A real example from my tool right now is “crm for photographers” for the US market, English language.
It has about 260 searches/month.
Let’s say the SERP currently has no AI Overview, no featured snippet, no ads, but PAA is present.
- adventureinstead [3.0]
- kylegoldie [2.5]
- reddit [8.0 → discounted to 2.4 - purely empirical]
- getsproutstudio [3.4]
- honeybook [4.9]
- monday [5.8]
Considering the competition pages ranks from OpenPagerank, my tool currently estimates roughly:
Rank 1: ~50 clicks/month, opportunity 18.0
Rank 3: ~20 clicks/month, opportunity 6.8
Rank 5: ~13 clicks/month, opportunity 3.5
the scale is approximately this (just for reference, dont want to get into the whole calculus on how:
- 0–10 = weak / very speculative / pass
- 10–40 = possible, but more of a long shot
- 40–100 = decent candidate
- 100+ = strong candidate / go for it
So in this case it says rank 1 is the best target, but overall the keyword is still only a long shot.
———
One thing I’m still unsure about is whether using only domain-level authority for this kind of first-pass scoring is good enough, or whether that makes the whole thing too naive.
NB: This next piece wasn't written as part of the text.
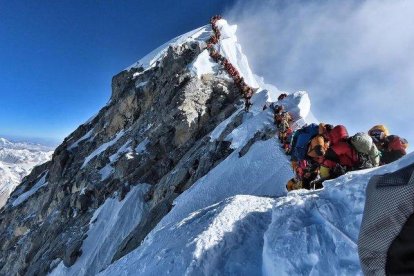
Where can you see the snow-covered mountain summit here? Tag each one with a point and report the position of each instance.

I know this leaves out a lot on purpose, like page-level links, content depth, topical authority, freshness, and brand strength.
Does this direction sound reasonable for a rough internal keyword triage tool?
I’d especially love feedback on whether this logic makes sense at all, whether domain-level authority is enough for a first pass, and what you would change without making it much more complex?